Ahh yes, the old "everything new is bad, we're all doomed, my generation knew better, damn kids get off my lawn, why don't we all just die" line. All very helpful and productive I'm sure.
how my "detractor" will deal with the latest technologies
More productively (but probably not diplomatically), if this thread is anything to go by.
If I count correctly, four five, if I'm being generous users have piped up with technical support for this technical question, and through their efforts the problem is now solved. You are not one of them, nor have you offered any relevant information or technical assistance. Same goes for zapper.
maybe you are getting paid for your efforts.
You have worn out you welcome and good will here
I have posted the information required to solve the OPs problem, because nobody else was doing that. As a result, this thread is now [SOLVED].
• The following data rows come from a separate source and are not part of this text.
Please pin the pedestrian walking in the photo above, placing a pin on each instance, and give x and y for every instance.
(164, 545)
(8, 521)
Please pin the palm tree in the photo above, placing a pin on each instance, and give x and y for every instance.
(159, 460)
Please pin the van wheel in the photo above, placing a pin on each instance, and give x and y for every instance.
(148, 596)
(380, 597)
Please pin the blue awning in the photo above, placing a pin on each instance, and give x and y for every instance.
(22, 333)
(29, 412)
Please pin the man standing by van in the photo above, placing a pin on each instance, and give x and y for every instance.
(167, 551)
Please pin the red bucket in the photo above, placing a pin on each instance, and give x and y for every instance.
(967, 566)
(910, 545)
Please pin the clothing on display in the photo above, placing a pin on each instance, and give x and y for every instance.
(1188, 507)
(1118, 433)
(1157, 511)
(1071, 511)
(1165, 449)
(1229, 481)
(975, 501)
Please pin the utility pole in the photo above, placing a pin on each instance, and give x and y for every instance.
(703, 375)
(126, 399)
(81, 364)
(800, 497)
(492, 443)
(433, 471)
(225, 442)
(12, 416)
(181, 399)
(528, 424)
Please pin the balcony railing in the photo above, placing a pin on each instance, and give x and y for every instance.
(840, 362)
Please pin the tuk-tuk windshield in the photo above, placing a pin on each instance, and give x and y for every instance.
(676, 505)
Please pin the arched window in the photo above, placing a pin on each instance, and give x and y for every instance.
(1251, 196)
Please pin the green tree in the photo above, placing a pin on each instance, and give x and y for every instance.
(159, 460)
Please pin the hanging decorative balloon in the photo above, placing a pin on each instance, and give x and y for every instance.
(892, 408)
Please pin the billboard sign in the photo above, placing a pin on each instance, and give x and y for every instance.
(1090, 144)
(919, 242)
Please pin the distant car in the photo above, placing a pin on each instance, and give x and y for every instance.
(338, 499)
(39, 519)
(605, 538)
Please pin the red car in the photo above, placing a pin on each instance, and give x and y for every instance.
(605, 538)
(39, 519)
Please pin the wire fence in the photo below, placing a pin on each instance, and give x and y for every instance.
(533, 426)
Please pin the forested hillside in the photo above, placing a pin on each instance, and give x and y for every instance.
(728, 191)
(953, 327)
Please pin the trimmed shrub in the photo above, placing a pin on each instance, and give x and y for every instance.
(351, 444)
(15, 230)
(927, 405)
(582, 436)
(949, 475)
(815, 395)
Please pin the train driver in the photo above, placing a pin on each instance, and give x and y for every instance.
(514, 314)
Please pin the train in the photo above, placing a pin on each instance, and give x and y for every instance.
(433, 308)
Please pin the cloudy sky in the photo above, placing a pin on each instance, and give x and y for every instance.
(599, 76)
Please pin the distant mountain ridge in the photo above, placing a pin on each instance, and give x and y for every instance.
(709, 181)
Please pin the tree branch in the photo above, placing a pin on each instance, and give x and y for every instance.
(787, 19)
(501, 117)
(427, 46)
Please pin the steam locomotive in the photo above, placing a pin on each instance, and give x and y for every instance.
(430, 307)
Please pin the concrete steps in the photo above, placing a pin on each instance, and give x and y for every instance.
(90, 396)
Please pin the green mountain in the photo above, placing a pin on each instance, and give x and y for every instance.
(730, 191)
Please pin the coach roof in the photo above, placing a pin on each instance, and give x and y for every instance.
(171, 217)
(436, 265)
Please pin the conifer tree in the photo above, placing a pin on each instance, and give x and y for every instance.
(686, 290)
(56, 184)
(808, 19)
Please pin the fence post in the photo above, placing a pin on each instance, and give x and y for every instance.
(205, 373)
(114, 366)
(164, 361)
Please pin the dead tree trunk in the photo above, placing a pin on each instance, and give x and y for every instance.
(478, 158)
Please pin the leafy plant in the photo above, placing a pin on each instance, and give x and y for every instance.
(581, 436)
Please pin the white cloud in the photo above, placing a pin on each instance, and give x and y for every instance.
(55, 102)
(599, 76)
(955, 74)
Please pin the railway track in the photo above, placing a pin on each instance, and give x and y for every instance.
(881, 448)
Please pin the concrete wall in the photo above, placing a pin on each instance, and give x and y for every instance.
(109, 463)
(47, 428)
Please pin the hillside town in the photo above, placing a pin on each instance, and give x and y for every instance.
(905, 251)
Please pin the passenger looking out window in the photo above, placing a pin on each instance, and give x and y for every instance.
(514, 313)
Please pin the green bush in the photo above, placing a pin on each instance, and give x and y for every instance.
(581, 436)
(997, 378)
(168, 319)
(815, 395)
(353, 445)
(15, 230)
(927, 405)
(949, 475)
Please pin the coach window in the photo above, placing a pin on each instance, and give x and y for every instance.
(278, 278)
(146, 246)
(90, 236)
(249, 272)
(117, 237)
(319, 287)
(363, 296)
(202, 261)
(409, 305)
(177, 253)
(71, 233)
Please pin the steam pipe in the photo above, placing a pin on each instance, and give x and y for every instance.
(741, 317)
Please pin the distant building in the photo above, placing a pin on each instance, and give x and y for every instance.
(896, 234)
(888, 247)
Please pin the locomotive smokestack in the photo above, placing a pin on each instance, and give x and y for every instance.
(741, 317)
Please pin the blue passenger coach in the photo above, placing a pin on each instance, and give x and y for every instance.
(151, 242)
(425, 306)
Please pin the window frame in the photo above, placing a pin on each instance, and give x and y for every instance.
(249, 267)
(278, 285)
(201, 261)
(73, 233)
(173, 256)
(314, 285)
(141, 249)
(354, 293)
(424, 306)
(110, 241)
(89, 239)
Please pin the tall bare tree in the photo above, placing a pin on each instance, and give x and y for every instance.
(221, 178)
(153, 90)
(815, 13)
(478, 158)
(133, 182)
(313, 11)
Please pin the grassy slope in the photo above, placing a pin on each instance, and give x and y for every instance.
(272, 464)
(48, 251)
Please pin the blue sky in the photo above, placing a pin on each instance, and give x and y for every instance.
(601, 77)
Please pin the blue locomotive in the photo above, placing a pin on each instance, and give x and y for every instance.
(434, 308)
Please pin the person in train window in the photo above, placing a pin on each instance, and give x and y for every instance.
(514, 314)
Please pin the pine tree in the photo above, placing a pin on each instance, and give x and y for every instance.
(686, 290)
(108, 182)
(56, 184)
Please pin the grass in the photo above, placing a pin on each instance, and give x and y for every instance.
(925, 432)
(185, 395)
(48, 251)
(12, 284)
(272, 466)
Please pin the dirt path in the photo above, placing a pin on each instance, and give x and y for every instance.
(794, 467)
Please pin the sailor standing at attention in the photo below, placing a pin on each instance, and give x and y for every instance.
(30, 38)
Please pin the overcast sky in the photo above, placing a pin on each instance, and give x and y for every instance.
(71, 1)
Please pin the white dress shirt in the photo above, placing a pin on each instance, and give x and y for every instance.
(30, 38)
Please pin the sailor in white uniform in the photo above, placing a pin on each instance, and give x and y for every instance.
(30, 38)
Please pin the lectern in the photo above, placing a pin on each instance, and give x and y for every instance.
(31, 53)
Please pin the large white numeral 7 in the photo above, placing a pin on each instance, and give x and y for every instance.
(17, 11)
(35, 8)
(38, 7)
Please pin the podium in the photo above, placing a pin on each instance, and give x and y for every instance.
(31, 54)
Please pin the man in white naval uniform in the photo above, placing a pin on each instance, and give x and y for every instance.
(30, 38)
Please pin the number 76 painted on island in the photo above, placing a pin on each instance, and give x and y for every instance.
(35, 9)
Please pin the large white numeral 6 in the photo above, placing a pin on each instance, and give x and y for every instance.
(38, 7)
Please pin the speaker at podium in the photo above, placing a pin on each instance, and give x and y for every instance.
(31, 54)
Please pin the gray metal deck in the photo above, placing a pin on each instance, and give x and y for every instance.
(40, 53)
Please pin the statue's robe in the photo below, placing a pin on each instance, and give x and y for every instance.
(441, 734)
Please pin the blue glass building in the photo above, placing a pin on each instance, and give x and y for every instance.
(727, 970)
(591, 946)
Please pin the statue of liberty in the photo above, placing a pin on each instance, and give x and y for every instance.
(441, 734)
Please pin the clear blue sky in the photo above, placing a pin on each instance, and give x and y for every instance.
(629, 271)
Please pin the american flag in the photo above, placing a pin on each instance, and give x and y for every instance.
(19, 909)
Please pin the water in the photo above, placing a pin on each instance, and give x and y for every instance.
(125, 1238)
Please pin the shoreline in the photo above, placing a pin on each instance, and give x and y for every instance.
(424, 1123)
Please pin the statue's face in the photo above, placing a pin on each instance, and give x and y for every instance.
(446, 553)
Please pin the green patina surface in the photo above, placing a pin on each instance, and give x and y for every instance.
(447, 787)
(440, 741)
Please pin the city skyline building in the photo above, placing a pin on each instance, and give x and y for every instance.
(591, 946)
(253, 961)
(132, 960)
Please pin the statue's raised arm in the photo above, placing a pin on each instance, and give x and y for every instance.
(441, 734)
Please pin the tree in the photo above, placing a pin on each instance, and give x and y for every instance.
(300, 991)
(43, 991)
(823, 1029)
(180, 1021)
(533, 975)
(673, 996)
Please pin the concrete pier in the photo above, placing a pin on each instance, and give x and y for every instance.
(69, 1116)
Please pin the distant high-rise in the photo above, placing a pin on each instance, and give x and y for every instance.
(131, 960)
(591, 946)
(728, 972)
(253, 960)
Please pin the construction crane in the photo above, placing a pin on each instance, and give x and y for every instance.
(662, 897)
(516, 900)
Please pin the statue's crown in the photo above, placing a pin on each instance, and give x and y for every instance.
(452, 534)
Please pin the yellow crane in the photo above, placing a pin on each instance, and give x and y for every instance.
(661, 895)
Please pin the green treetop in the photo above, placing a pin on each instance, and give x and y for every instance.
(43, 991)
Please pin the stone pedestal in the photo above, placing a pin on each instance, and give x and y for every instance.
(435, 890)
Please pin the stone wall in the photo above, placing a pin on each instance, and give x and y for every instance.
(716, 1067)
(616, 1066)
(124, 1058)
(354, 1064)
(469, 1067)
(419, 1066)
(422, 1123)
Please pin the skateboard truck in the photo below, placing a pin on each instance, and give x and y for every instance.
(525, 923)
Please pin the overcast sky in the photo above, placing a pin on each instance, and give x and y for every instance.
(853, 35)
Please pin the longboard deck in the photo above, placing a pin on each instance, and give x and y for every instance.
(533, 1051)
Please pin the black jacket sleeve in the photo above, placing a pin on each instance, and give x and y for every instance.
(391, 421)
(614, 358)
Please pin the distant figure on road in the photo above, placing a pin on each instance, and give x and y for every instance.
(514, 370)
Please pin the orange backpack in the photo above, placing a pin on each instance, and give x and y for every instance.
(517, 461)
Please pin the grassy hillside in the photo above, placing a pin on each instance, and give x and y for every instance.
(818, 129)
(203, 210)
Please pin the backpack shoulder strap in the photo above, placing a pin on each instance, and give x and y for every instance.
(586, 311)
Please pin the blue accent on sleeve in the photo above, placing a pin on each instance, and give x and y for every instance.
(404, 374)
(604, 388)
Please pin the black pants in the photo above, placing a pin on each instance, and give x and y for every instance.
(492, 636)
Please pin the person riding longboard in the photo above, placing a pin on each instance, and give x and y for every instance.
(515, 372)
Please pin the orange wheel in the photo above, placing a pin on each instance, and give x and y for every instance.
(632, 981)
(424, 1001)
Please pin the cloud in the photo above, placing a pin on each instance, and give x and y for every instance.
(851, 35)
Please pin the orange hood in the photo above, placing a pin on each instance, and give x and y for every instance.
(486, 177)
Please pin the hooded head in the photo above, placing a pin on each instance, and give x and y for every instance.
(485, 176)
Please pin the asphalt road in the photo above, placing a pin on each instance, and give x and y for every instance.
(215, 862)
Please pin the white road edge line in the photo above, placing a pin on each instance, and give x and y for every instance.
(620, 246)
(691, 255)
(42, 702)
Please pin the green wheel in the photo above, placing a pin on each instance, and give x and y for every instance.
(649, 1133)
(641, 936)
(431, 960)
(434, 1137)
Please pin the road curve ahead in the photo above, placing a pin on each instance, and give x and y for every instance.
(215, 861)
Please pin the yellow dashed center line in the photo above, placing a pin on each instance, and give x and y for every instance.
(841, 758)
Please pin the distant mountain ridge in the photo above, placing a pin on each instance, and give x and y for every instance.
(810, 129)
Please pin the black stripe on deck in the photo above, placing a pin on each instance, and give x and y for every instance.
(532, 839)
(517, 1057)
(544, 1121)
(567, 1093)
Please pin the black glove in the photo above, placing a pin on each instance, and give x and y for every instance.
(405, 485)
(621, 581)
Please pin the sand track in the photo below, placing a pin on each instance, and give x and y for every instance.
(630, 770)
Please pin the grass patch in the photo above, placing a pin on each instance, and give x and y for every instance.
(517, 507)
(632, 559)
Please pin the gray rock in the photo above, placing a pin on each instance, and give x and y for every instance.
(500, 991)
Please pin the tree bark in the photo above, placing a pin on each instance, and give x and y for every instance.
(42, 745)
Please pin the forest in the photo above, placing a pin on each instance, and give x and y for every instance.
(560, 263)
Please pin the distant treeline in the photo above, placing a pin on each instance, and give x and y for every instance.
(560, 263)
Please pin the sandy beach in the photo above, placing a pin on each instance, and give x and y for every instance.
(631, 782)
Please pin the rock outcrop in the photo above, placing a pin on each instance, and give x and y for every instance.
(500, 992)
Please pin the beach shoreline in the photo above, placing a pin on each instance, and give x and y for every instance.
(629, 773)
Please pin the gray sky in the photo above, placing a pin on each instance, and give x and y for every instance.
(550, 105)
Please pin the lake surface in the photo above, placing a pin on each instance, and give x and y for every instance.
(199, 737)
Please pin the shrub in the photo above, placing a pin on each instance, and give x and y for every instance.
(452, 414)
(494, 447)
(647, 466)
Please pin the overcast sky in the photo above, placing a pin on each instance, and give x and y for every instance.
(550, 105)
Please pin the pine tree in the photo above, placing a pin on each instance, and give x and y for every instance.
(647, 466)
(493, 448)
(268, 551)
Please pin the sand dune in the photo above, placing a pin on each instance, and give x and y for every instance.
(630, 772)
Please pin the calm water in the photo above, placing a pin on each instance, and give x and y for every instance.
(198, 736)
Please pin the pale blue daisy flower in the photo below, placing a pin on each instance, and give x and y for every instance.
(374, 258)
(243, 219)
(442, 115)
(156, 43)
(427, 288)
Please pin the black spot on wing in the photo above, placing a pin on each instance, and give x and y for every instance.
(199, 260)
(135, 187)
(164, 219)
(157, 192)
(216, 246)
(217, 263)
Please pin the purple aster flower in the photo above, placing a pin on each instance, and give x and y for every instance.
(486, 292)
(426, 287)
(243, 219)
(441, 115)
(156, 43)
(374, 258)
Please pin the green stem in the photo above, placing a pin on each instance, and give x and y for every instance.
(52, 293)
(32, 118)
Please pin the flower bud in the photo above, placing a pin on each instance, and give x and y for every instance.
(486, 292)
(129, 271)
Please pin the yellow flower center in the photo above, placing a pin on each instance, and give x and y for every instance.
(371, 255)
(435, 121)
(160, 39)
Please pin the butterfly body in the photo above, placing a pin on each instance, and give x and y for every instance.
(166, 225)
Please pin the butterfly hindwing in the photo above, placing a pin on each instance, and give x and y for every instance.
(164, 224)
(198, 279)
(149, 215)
What did you contribute here?
Resampling is necessary in many run-of-the-mill scenarios. If all you want is to play one stream, that can be done with no resampling. If you want the kind of automagic mixing of multiple inputs and outputs with hotplugged devices over bluetooth and dog knows what else that people tend to expect from a modern system... Some resampling will be happening somewhere.
This is one advantage of pipewire over pulseaudio or ALSA DMIX, it tries quite hard to match your stream to a samplerate your hardware supports, and to never downsample anything if it can be avoided.
Whether or not pipewire's spa resampler is suitable for the cases where it is needed... That's up to your (presumably bat-like) ears to decide.
In general though, unless your resampling algo is really bad (or you're using a SoundBlaster 16), your speakers and listening environment will be doing more to screw up reproduction than anything on the source end.
Not me bro, i'm hanging in there, and I for one appreciate your input. I'm trying man...
You are, and *respect*.
golinux... I would hope you two can come to a place of understanding.
At this point, I doubt it. Maybe when I see go drop some technical solutions to a forum question or code fixes to a broken package, rather than just shouting at other people to do it.
Responding to every problem with "YOU go fix it then", and coming from a position of authority at that... It gets real old, real fast. It sure doesn't achieve anything, or motivate anyone.
The flow of info does seem a bit sparse here of late, but likely that's due to so many changes in this new version, folks have lives outside of Linux and need to make a living still, and a new version of Debian adds a lot more to the load.
The wayland/pipewire thing has been coming down the line for years, we've had plenty of time. Every other non-systemd distro has something in place so it at least *mostly* works, and documentation for issues end-users might encounter. With Devuan we don't even have a hint of intent or direction, let alone a shipped solution.